Josephine Tey was a bit of a mystery. She was a private person, little is known about her, and that which is known seems to indicate that she deliberately kept her affairs separate from each other - i.e. she led a multitude of lives - one as playwright, one as a mystery writer, one in Inverness, another in London, perhaps quite another somewhere else.

 

Nicola Upson took what research she could get and jumped on the idea of making this mystery woman the star of a semi-biographical murder mystery. (The murder is no biographical...I think.) For me this worked really well. It had biographical fact mixed with imagined scenes, but because we know so little about Tey, these elements change over seamlessly in Upson recreation of the 1930s London West End theatre-land, which happens to be one of my favourite places, too.

In fact, I thought the whole scene-setting, which is the undoing of many (mystery) writers for me, worked really well in this one:

 

We're passing by Tey's compartment on the train south from Berwick, because we learn in Tey's own The Man in the Queue that there is no direct train from Inverness, yet, and that Tey would have had to change at Edinburgh Waverley. 

We get to see her being picked up by friends at King's Cross. 

We get to be in the crowd queueing for theatre tickets. 

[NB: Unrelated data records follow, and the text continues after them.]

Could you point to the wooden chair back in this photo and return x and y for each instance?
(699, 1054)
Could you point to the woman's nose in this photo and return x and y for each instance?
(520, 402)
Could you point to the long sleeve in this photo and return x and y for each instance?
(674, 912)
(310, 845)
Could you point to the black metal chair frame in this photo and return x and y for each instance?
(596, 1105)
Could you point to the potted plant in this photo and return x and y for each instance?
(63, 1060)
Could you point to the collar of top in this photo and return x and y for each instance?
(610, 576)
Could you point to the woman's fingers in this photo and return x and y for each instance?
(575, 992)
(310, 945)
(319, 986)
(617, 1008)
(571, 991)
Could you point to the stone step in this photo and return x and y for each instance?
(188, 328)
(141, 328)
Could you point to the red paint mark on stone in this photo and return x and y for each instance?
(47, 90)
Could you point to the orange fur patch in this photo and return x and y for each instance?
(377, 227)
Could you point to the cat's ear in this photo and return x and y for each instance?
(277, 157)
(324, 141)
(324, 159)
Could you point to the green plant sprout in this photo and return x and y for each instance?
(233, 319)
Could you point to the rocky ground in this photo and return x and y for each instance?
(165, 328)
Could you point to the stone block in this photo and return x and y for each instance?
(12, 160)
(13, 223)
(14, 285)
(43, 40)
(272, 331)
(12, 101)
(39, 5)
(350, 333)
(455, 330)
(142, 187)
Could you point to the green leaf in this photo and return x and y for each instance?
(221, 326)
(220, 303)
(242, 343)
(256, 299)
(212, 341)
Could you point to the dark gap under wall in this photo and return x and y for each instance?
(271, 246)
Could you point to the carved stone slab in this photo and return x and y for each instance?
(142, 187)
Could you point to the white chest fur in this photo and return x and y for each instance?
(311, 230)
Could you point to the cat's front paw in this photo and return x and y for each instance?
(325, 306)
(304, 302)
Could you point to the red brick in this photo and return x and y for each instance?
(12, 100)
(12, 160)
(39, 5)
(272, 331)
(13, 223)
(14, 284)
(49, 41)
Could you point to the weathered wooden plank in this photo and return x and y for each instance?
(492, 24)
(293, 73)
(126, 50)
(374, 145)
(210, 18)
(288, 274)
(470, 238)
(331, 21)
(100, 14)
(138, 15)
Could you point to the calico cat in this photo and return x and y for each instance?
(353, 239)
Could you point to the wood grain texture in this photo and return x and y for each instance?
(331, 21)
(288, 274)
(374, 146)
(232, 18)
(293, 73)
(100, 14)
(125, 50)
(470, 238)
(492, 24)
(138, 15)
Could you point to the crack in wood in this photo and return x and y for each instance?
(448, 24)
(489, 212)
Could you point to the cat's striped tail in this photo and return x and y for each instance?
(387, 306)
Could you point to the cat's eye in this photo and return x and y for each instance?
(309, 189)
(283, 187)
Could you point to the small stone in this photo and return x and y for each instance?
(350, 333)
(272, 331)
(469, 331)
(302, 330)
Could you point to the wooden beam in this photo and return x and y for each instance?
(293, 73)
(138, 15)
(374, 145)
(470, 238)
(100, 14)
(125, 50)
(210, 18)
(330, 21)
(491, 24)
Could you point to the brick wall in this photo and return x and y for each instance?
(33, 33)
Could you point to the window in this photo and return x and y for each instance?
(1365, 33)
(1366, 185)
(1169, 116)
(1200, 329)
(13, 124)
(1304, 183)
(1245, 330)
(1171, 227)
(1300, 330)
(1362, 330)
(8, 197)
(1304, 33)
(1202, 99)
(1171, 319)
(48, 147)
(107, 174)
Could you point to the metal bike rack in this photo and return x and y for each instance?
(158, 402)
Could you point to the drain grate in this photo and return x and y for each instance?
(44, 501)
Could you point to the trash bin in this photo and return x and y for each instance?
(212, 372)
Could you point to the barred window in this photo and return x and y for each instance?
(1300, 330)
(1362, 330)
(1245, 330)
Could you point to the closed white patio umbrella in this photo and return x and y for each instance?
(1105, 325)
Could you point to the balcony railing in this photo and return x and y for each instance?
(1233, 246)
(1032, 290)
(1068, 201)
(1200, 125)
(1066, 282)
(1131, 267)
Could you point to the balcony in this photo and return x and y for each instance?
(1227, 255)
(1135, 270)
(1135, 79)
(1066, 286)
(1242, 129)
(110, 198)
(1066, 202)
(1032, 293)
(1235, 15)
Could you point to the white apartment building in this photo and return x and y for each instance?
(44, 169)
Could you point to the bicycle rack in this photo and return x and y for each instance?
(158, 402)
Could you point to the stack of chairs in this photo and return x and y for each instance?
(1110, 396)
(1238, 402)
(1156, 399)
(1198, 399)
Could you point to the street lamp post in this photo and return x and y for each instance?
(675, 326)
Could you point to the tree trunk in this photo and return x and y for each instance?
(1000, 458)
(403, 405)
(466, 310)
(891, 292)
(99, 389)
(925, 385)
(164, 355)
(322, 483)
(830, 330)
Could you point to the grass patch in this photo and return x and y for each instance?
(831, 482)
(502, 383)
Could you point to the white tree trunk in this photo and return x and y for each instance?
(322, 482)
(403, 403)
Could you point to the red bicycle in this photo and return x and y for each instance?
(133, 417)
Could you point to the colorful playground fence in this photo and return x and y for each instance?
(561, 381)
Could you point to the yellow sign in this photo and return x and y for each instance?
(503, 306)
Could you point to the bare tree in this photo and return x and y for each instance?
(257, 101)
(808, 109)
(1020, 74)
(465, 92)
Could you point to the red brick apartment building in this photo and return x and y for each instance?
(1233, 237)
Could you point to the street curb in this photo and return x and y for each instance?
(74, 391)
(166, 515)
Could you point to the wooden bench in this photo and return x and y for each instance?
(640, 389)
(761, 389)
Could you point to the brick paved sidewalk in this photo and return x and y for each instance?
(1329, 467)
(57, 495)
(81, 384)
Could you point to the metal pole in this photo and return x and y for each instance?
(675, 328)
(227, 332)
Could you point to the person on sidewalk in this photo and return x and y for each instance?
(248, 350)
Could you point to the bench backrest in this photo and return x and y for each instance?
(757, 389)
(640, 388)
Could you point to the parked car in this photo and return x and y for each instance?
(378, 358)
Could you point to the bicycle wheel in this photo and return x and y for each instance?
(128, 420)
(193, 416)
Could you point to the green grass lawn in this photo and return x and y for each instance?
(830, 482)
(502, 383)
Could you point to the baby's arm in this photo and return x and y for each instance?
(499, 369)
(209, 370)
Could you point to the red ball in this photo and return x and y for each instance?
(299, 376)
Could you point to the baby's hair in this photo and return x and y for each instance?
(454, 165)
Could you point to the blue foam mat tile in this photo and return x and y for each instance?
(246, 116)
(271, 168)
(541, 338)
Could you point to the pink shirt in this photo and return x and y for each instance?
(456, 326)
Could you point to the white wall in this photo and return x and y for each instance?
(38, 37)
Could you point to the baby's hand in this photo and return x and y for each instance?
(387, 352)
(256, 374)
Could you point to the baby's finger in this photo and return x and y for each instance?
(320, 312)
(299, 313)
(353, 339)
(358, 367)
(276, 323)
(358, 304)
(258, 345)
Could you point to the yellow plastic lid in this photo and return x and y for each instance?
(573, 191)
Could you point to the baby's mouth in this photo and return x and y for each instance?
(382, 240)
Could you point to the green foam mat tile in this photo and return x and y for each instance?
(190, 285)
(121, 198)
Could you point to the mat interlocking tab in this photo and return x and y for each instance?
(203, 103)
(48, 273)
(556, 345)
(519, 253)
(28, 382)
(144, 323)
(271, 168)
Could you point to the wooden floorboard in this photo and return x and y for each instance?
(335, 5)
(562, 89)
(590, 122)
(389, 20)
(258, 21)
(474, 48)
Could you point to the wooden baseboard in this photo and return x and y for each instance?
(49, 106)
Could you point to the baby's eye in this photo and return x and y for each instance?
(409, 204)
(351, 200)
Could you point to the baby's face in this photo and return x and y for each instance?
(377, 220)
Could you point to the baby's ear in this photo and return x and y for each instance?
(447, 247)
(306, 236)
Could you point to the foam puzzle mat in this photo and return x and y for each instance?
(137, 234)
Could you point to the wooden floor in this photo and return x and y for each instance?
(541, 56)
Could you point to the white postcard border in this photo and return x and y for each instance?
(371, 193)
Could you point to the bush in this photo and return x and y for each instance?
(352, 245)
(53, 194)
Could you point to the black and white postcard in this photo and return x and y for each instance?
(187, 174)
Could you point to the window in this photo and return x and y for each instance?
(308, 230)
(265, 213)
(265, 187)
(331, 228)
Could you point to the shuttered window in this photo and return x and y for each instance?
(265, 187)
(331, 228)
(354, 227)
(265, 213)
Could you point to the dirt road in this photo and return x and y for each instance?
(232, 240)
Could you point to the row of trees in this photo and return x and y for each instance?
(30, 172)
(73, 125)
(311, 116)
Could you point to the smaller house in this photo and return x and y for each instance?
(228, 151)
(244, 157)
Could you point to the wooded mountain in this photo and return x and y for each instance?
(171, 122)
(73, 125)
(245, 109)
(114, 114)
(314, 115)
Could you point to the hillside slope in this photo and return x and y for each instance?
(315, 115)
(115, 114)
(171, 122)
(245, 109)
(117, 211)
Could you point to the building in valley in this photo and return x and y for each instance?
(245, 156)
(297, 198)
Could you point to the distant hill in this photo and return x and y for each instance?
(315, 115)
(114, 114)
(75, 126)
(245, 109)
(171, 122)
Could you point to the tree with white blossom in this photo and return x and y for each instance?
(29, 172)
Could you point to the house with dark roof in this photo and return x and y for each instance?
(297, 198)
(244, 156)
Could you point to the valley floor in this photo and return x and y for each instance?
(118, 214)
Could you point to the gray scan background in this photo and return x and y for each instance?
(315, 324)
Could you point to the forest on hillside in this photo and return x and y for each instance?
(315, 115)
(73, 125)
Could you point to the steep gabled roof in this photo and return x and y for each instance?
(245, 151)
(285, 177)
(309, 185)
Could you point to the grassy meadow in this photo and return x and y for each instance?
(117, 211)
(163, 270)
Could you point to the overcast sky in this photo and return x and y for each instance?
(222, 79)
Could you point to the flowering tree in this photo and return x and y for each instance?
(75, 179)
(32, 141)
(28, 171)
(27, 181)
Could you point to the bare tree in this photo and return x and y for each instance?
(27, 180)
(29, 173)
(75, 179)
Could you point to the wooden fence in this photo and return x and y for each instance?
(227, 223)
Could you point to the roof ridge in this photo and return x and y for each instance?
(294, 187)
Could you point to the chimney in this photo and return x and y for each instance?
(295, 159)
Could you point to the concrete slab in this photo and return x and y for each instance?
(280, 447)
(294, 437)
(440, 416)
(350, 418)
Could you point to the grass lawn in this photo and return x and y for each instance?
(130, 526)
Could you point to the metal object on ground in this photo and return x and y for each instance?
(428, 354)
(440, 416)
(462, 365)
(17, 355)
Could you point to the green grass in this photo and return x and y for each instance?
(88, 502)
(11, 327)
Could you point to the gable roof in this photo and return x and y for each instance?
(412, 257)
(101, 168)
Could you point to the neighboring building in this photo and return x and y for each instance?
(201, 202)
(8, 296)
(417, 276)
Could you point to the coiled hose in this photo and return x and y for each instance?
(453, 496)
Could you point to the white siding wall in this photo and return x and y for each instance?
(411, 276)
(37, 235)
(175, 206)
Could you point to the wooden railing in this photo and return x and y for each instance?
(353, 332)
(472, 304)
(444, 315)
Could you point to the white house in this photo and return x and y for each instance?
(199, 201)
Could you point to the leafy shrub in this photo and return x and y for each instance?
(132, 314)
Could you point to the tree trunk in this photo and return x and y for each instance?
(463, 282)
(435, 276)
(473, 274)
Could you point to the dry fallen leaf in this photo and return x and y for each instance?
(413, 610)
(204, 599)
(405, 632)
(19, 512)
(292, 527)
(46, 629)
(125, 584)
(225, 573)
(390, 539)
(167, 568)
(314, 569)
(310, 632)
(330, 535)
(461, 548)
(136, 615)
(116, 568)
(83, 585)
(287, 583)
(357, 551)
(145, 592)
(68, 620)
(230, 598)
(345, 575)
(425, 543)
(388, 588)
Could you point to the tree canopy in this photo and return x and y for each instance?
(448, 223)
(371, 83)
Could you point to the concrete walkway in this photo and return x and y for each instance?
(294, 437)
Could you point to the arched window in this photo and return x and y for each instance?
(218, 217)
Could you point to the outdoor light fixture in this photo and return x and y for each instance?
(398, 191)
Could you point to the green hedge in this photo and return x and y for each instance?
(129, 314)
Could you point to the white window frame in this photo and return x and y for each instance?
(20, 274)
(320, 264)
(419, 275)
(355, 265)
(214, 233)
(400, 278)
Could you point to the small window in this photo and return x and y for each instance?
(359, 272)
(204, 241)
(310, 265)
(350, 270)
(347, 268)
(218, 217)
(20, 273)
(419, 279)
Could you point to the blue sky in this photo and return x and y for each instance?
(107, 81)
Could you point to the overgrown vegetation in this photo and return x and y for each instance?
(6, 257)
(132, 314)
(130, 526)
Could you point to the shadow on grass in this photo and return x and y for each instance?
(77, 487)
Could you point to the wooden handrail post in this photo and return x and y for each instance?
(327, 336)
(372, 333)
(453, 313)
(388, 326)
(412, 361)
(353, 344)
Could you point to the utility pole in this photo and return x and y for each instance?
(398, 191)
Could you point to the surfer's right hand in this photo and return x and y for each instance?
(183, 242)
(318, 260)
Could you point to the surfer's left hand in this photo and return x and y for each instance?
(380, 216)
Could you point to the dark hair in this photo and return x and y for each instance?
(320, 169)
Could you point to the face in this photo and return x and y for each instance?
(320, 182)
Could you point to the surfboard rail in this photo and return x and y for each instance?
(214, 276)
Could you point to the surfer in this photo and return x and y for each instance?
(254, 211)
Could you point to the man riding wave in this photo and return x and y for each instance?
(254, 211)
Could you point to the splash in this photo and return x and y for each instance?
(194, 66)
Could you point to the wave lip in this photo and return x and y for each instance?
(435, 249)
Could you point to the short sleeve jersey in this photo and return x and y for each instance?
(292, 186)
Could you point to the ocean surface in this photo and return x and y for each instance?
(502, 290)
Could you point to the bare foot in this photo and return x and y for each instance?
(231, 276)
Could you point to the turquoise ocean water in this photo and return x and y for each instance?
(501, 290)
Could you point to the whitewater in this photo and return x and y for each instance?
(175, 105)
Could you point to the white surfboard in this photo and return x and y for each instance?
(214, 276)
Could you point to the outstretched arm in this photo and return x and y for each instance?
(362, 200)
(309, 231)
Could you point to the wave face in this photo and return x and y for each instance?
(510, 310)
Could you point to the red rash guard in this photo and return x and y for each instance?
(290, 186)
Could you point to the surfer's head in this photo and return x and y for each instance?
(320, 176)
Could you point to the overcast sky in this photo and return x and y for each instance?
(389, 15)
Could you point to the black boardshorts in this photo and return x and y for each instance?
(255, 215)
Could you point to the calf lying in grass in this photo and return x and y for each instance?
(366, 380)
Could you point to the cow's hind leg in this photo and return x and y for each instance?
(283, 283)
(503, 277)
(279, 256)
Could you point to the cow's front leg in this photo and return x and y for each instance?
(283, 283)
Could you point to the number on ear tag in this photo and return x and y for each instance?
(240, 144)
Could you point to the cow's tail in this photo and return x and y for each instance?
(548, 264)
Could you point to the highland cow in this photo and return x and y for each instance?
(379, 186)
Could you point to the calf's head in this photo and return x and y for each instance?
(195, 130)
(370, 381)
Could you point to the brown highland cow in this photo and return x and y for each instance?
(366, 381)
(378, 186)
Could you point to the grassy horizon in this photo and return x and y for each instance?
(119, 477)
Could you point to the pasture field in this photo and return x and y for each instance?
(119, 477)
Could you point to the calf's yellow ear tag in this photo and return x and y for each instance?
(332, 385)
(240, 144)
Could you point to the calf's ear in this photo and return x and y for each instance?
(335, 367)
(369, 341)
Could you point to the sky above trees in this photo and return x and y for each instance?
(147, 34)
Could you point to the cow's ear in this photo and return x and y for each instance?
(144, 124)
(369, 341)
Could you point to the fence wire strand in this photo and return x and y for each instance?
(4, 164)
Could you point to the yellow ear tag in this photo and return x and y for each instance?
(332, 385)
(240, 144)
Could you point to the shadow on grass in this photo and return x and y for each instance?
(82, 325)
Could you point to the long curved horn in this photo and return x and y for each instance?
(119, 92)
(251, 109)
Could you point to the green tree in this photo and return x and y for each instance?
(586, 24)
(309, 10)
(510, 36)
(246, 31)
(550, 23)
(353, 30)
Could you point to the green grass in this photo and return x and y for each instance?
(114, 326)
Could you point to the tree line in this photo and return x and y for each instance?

We got go to the dress circle bar, mingle with the crowd outside the stage door after performances hoping to get an autograph. We get to go home with various actors and see behind the curtains. 

 

I thought Upson's writing had an easy and fun flow to it that made this quite an easy, cozy read. Yet, she tackles quite serious issues, amongst which I was delighted to read how characters dealt with the aftermath of the First World War. Granted these parts reminded me more of Dorothy L. Sayer's writing than Tey's, but hey, I have not read all of Tey's work yet and given that Upson was trying to re-create a distinct time period in the pages of this, her first, Tey mystery, I was drawn in from start to finish.

 

As soon as he saw the great Union Jack which had replaced the usual hanging at the front of the pulpit, Penrose realised that God’s representative – a sanctimonious bigot at the best of times, even if he was family – had changed his agenda. After preaching a terrifying sermon on the glories of battle, sanctifying maiming, slaughter and bloodshed with the blessing of a higher authority, the rector had urged all the young men to join the army, to sate the country’s appetite for soldiers who would defend the justice of the war. What he had failed to mention was that it was a cause for which thousands of them would be asked to give their lives, but his harvest sermon had done the trick: by the end of the year, every eligible man in the village had signed up to Kitchener’s new army, an exodus which was replicated all over the country, swelling the ranks by nearly a million in the space of just four months. Some expected garrison service at home while the real soldiers went off to do the real soldiering; most believed the papers when they said it would be a short war, over by Christmas at the outside. All had been wrong, and he was still sickened to the stomach when he thought of that call from the altar for young men to offer themselves for the glory of God and eight shillings and nine pence a week.